Já Cláudia Carvalho, médica do Serviço de Doenças Infecciosas do Centro Hospitalar Universitário de São João, no Porto, recorda outro traço muito característico dos verões portugueses. “Principalmente no Minho, tudo o que é terra tem, nesta altura do ano, as festas populares que muitas vezes são de cariz religioso e que marcam sempre o rosto do Verão. Sem dúvida será uma coisa que vou notar, a falta daquele ambiente de festa na aldeia. Vai ser muito diferente.”

Os festivais de música também não têm luz verde dos médicos com que o PÚBLICO conversou, mesmo que não tivessem sido cancelados. “Mesmo que acontecessem acho que ninguém com consciência do problema iria participar porque o risco é enorme. Eu era um ávido consumidor de concertos e desde que isto começou não fui a nenhum, ainda não sinto totalmente seguro num ambiente fechado”, diz Duarte Vital Brito.

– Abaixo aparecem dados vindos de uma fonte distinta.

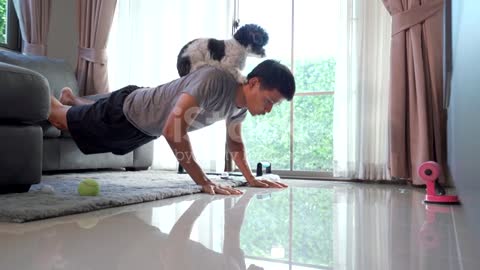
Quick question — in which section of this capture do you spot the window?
[0,0,20,50]
[238,0,339,177]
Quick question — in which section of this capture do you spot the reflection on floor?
[0,180,480,270]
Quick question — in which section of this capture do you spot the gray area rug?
[0,170,245,223]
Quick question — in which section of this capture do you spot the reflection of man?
[165,191,263,270]
[0,190,262,270]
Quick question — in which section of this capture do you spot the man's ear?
[248,77,258,88]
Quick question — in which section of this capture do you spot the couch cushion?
[0,62,50,124]
[0,51,78,98]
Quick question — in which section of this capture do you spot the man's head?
[245,60,295,115]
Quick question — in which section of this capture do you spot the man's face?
[247,79,284,116]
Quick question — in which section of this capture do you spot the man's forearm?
[228,143,255,183]
[167,136,210,185]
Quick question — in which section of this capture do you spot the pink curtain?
[76,0,117,95]
[13,0,51,55]
[383,0,446,185]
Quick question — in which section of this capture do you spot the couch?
[0,51,153,193]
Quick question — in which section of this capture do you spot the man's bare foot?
[48,96,70,130]
[58,87,75,106]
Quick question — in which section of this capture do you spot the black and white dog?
[177,24,268,83]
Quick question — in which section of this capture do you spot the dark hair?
[247,60,295,101]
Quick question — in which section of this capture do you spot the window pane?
[293,95,333,172]
[0,0,7,43]
[242,101,290,170]
[294,0,339,92]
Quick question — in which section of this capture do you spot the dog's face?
[233,24,268,57]
[247,42,265,57]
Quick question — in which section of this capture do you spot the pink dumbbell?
[418,161,459,204]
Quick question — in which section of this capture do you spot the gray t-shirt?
[123,66,247,136]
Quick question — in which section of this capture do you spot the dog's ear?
[250,33,264,46]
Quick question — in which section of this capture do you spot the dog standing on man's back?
[177,24,268,83]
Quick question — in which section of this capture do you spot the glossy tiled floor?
[0,180,480,270]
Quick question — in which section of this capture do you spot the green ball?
[77,178,100,196]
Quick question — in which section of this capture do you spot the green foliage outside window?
[242,58,335,172]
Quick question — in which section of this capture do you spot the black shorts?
[67,85,157,155]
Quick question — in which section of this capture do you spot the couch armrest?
[0,62,50,123]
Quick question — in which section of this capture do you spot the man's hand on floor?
[202,182,243,195]
[248,179,288,188]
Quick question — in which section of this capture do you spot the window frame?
[0,0,21,51]
[237,0,338,181]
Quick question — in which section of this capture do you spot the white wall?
[47,0,78,69]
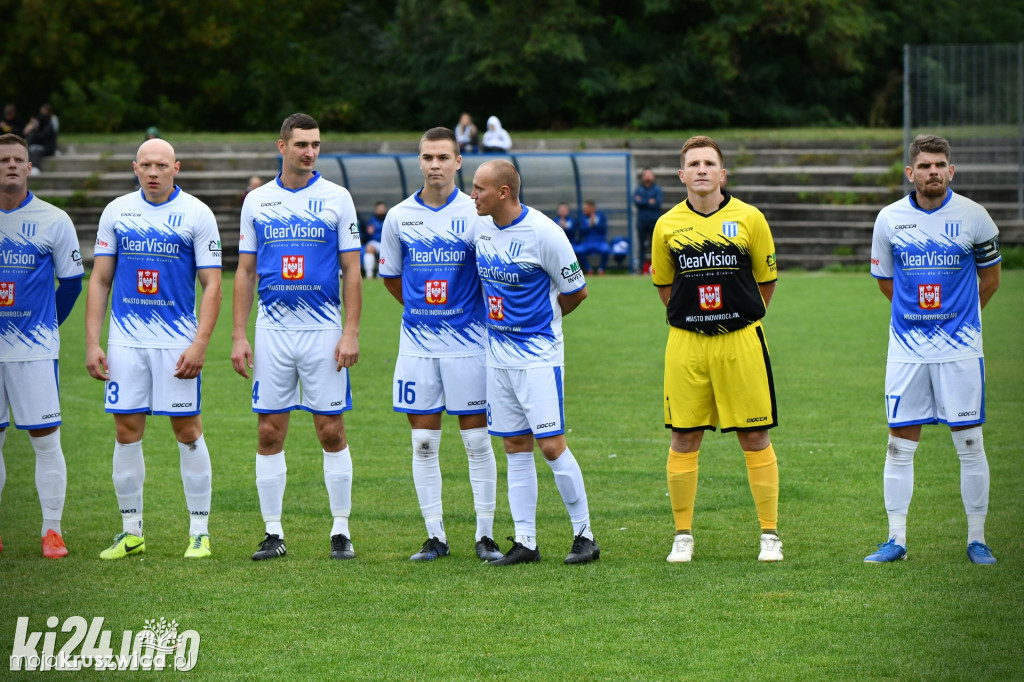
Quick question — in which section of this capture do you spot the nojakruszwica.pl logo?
[10,615,200,671]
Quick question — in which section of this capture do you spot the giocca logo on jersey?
[121,237,181,256]
[409,249,466,263]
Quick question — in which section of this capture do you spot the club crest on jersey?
[0,282,14,307]
[487,296,505,319]
[137,270,160,296]
[425,280,447,305]
[697,285,722,310]
[281,256,306,280]
[918,280,948,310]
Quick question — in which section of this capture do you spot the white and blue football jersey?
[94,187,221,348]
[871,190,1000,363]
[0,191,83,363]
[239,172,359,330]
[380,189,484,357]
[474,206,587,369]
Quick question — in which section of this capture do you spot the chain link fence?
[903,43,1024,223]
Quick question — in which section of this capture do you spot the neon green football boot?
[99,532,145,560]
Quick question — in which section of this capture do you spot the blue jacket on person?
[633,182,665,225]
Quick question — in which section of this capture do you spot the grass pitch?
[0,271,1024,680]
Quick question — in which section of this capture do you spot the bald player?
[471,160,601,566]
[85,138,221,559]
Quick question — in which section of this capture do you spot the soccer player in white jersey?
[864,135,1001,564]
[472,161,600,566]
[231,114,362,561]
[380,128,502,561]
[85,138,221,559]
[0,133,82,559]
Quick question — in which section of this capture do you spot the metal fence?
[316,152,637,269]
[903,43,1024,221]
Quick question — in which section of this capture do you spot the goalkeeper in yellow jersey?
[651,135,782,563]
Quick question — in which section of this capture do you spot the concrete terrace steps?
[30,135,1024,269]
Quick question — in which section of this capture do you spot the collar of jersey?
[274,171,321,193]
[0,190,32,214]
[686,189,732,218]
[413,187,459,213]
[138,185,181,206]
[495,205,529,229]
[907,187,953,215]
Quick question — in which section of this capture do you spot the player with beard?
[864,135,1001,564]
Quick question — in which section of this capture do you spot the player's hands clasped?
[85,346,111,381]
[334,334,359,372]
[231,339,253,379]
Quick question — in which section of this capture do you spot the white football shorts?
[391,354,487,415]
[487,367,565,438]
[103,345,202,417]
[886,357,985,427]
[252,327,352,415]
[0,359,60,429]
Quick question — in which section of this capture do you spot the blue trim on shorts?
[487,429,534,438]
[13,421,61,431]
[889,417,939,429]
[253,404,302,415]
[391,408,444,415]
[299,404,352,416]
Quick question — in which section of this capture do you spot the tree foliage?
[0,0,1024,131]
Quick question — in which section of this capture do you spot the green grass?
[0,271,1024,680]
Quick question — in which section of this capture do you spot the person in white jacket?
[480,116,512,154]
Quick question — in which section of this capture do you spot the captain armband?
[974,237,1000,265]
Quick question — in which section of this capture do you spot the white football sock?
[459,426,498,540]
[950,426,989,545]
[178,433,213,536]
[324,445,352,538]
[546,447,594,540]
[413,429,447,543]
[506,452,537,549]
[112,440,145,538]
[256,451,288,540]
[882,435,918,547]
[0,429,7,507]
[29,428,68,537]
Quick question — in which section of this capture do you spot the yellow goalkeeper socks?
[743,444,778,530]
[667,447,700,532]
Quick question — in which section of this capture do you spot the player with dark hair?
[651,135,782,563]
[380,128,502,561]
[85,138,221,559]
[231,114,362,561]
[0,133,83,559]
[864,135,1001,564]
[472,161,601,566]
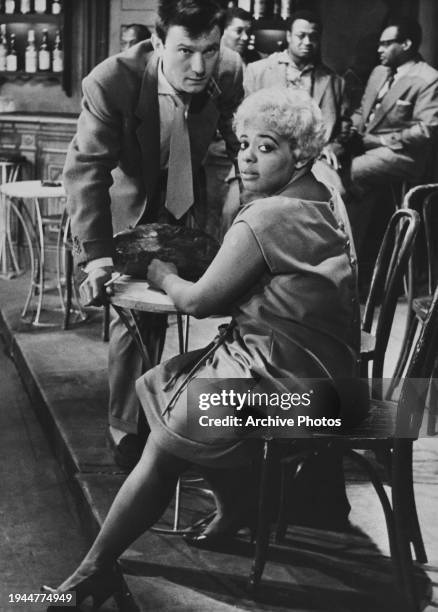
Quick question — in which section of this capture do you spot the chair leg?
[248,440,274,592]
[405,442,427,563]
[102,302,110,342]
[62,249,73,329]
[392,439,420,612]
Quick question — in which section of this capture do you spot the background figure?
[205,7,261,239]
[120,23,152,51]
[222,11,350,231]
[347,19,438,291]
[64,0,243,469]
[221,7,262,66]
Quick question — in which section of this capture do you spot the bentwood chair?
[250,290,438,612]
[361,209,420,391]
[394,183,438,396]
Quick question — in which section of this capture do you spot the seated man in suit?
[244,11,350,163]
[64,0,243,469]
[347,18,438,274]
[222,10,350,233]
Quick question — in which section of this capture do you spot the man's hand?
[320,142,342,170]
[362,134,383,151]
[147,259,178,290]
[79,267,113,306]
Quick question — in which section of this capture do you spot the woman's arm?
[148,223,267,318]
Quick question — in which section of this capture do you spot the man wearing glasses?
[347,18,438,263]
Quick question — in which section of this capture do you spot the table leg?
[32,198,45,325]
[9,200,36,317]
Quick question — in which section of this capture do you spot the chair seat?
[412,295,432,321]
[360,330,376,360]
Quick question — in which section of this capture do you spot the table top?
[0,181,65,198]
[109,276,179,314]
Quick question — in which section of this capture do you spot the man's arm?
[218,53,243,161]
[64,70,122,264]
[377,79,438,151]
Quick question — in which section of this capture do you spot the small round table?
[0,181,65,325]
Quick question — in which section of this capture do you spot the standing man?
[205,7,261,240]
[64,0,243,469]
[347,18,438,264]
[221,6,261,65]
[244,11,350,157]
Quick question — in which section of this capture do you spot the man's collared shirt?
[158,61,191,170]
[278,51,315,96]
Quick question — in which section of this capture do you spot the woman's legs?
[59,437,188,591]
[199,466,257,535]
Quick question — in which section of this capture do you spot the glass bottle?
[24,30,38,72]
[38,29,50,72]
[254,0,267,19]
[280,0,292,21]
[20,0,30,15]
[52,30,64,72]
[6,34,18,72]
[51,0,62,15]
[51,0,62,15]
[34,0,47,13]
[0,23,8,72]
[5,0,15,15]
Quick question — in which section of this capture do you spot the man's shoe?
[107,432,144,472]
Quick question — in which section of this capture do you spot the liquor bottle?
[34,0,47,13]
[5,0,15,15]
[280,0,292,21]
[52,30,64,72]
[38,29,50,71]
[51,0,62,15]
[6,34,18,72]
[20,0,30,15]
[24,30,38,72]
[0,23,8,72]
[237,0,251,13]
[272,0,281,20]
[254,0,266,19]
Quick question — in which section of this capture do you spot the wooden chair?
[361,209,420,392]
[249,290,438,612]
[393,183,438,396]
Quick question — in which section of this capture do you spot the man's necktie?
[166,98,194,219]
[367,70,395,123]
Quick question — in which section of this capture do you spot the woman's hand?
[147,259,178,291]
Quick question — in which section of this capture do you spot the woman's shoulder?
[236,195,303,221]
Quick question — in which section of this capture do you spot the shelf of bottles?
[0,0,71,95]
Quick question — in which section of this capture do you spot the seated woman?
[44,88,359,607]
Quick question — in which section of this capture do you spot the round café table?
[0,181,65,325]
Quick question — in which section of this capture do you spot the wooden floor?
[0,278,438,612]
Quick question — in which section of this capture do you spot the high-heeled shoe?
[184,515,256,550]
[41,565,124,612]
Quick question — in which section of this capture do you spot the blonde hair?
[234,87,326,161]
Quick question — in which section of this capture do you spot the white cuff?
[84,257,114,274]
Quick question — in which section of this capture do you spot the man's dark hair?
[225,6,252,28]
[125,23,151,42]
[385,17,423,53]
[287,10,322,33]
[155,0,225,42]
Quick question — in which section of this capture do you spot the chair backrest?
[397,287,438,438]
[362,209,420,379]
[421,187,438,295]
[402,183,438,298]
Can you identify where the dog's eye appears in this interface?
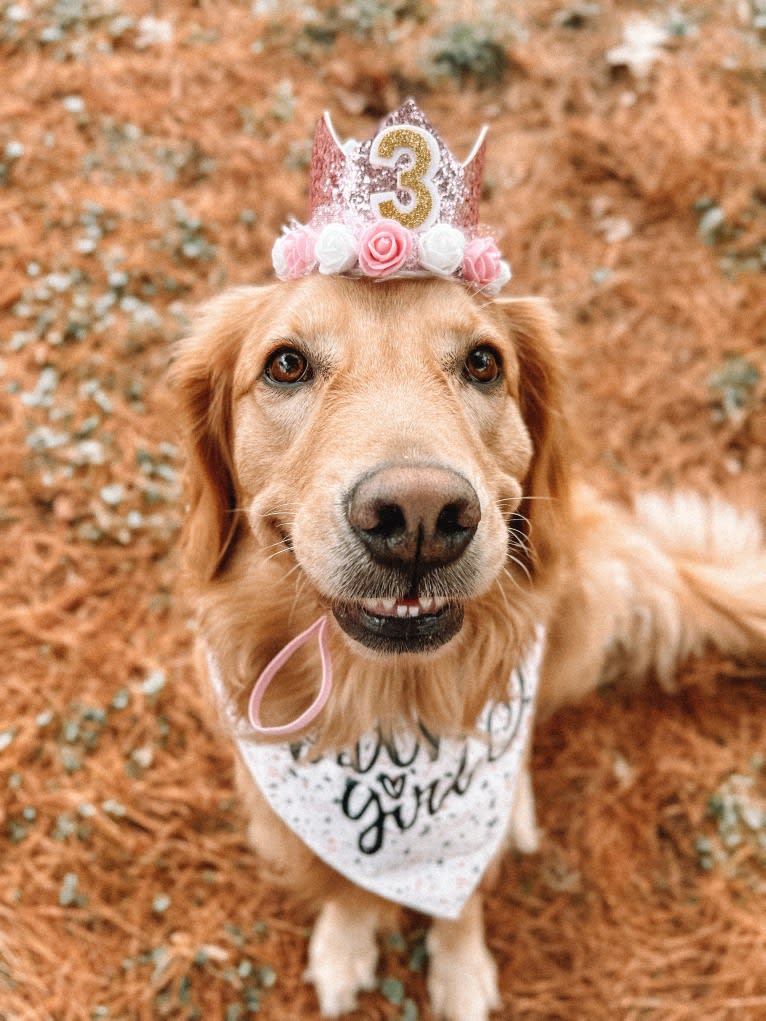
[464,344,502,386]
[264,347,312,386]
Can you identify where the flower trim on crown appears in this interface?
[272,99,511,294]
[272,217,511,294]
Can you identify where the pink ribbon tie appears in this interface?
[248,617,333,737]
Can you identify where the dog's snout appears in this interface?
[347,465,481,567]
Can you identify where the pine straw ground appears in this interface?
[0,0,766,1021]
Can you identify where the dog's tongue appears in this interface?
[248,617,333,737]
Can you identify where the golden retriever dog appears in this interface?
[173,274,766,1021]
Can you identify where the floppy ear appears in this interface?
[170,287,269,582]
[495,298,571,576]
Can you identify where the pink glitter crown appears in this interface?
[272,99,511,293]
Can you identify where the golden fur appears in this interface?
[174,277,766,1021]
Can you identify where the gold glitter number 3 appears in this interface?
[370,125,439,231]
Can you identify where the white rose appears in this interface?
[272,234,288,280]
[484,258,513,295]
[315,224,356,274]
[420,224,466,277]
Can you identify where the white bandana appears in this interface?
[208,629,543,918]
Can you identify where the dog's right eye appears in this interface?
[264,347,312,386]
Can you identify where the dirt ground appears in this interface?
[0,0,766,1021]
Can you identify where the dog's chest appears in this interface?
[213,635,542,918]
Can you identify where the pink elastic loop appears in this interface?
[248,617,333,737]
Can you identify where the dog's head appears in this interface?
[174,276,568,652]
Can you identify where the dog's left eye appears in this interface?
[463,344,502,386]
[264,347,312,386]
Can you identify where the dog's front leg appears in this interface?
[305,891,379,1018]
[427,893,500,1021]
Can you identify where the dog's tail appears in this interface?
[543,491,766,709]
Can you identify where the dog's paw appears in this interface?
[304,902,378,1018]
[427,929,501,1021]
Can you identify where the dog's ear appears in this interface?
[494,298,571,575]
[170,287,262,582]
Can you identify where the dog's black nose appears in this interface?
[347,465,481,567]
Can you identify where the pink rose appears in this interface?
[358,220,413,277]
[272,225,317,280]
[463,238,501,287]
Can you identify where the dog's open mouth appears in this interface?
[333,596,463,653]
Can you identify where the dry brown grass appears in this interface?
[0,0,766,1021]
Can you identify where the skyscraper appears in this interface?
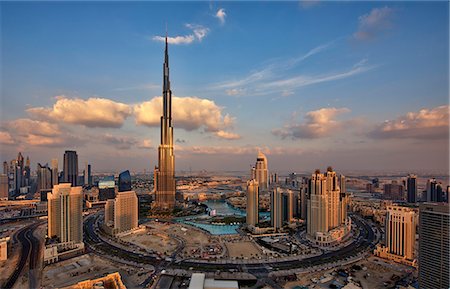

Ainda que existam muitas actividades “proibidas” e a evitar enquanto o vírus circular em território nacional, Mariana Neto resume a ideia transmitida pelos profissionais de saúde que conversaram com o PÚBLICO: “Devemos fazer a nossa vida normal, o lazer também é uma necessidade e bem precisamos dele depois destes meses tão complicados, mas temos a obrigação de respeitarmos as normas e de sensibilizarmos as outras pessoas para que as cumpram”.